Extreme poverty is another issue which undermines malaria control. Today, malaria is recognized as being both a cause and a result of poverty, and a major constraint to economic development. There are substantial differences in GDP between countries with and without malaria, and it has been estimated that the disease costs Africa more than USD 12 billion every year in lost GDP.
Also undermining malaria control is the partial collapse of some African health services under the impact of HIV.
So in 2003, as in many previous years, at least one million people, mostly children under the age of five, died from malaria. Many children continued to suffer cognitive, learning and behavioral damage due to repeated malaria infection. Many countries and communities continued to suffer enormous economic and social burdens inflicted by malaria.
Actually, the major obstacle facing malaria is the lack of funds. Currently malaria funding is grossly under-resourced. Spending on malaria control is estimated at $200 million annually - about 10% of the $2 billion estimated to be needed by macroeconomists.
What is the present status of MMV-led R&D in malarial drugs?

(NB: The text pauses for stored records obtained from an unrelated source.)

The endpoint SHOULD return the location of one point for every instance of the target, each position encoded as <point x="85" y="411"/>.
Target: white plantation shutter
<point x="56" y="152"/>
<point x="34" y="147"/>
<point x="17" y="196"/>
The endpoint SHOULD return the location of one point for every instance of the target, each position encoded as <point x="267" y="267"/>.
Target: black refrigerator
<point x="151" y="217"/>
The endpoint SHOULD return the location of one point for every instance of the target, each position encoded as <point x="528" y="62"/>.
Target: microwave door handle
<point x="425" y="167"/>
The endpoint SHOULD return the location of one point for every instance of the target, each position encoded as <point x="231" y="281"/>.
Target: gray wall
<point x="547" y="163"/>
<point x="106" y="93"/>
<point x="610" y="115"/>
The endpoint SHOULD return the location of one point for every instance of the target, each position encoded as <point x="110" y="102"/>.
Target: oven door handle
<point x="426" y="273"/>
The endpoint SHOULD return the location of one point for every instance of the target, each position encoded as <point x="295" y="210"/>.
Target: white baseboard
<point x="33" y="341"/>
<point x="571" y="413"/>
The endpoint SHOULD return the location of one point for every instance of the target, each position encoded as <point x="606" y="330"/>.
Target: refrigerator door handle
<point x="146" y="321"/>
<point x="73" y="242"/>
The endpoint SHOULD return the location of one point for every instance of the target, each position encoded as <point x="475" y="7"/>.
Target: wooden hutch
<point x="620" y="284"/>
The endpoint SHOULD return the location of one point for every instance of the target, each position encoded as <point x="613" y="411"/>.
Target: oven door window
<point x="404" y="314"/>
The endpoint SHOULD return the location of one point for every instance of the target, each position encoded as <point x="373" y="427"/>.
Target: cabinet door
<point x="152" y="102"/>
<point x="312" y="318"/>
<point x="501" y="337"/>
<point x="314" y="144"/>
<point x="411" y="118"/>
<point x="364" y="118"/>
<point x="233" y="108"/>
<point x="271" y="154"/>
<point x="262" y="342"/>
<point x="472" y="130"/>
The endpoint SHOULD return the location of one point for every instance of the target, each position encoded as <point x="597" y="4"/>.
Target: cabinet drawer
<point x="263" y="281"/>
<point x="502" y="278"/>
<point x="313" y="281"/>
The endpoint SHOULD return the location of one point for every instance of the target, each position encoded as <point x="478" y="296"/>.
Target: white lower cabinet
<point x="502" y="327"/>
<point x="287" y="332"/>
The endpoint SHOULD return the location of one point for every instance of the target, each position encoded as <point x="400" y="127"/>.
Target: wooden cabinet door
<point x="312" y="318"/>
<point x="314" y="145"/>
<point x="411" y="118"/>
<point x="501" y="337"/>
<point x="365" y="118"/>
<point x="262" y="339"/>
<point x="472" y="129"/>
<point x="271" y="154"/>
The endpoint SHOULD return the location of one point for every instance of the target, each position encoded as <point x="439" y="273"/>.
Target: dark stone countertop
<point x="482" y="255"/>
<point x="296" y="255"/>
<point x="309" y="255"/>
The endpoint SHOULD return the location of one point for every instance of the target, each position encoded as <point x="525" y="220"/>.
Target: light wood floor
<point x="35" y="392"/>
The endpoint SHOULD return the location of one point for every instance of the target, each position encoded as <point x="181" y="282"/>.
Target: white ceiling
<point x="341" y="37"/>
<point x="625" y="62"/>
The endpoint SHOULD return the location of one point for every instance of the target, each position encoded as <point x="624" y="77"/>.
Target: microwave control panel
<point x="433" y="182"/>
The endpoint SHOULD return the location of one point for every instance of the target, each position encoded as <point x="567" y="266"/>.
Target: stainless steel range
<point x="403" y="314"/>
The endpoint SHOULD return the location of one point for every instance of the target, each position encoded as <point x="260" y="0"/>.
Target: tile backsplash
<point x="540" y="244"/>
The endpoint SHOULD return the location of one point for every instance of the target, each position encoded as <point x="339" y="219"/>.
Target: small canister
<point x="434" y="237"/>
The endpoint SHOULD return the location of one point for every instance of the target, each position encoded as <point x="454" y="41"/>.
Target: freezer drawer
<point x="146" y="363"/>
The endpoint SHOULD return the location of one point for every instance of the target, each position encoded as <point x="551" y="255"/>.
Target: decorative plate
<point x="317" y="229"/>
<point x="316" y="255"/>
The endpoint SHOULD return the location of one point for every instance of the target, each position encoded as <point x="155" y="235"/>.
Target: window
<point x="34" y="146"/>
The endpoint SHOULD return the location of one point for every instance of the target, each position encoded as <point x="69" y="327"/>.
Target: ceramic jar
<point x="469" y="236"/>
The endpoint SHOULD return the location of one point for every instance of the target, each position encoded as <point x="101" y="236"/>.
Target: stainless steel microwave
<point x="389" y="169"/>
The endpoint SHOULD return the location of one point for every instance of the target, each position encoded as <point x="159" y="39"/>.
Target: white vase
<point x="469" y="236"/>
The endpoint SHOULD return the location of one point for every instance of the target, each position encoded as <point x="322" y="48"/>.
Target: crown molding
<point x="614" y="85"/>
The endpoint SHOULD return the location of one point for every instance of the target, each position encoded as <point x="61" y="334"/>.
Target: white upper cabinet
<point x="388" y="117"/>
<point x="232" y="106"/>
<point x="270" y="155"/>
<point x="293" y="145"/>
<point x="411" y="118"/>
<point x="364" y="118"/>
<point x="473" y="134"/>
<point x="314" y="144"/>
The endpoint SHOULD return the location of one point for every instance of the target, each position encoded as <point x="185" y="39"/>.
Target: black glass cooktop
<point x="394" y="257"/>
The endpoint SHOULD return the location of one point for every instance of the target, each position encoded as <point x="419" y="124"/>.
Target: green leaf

MMV now manages the largest portfolio of malaria drug research in history with 21 projects in different development stages. The clinical development projects are gaining momentum and the majority of preclinical projects are set to move into clinical studies in 2004. There are now four discovery projects, following the addition of the dihydrofolate reductase project and the advancement of the synthetic peroxide project to clinical development. Among the exploratory projects, the dihydrofolate reductase project has met its goals and is moving to a full discovery project. On the other hand, as is normal with R&D some projects have failed to meet their goals and have been terminated.
In addition to new drugs we are we are also going to collaborate with Novartis on a product extension - a pediatric formulation of CoartemR (Artemether and Lumefrantrine). This could be used as a first line treatment for infants suffering from acute, uncomplicated plasmodium Falciparum malaria.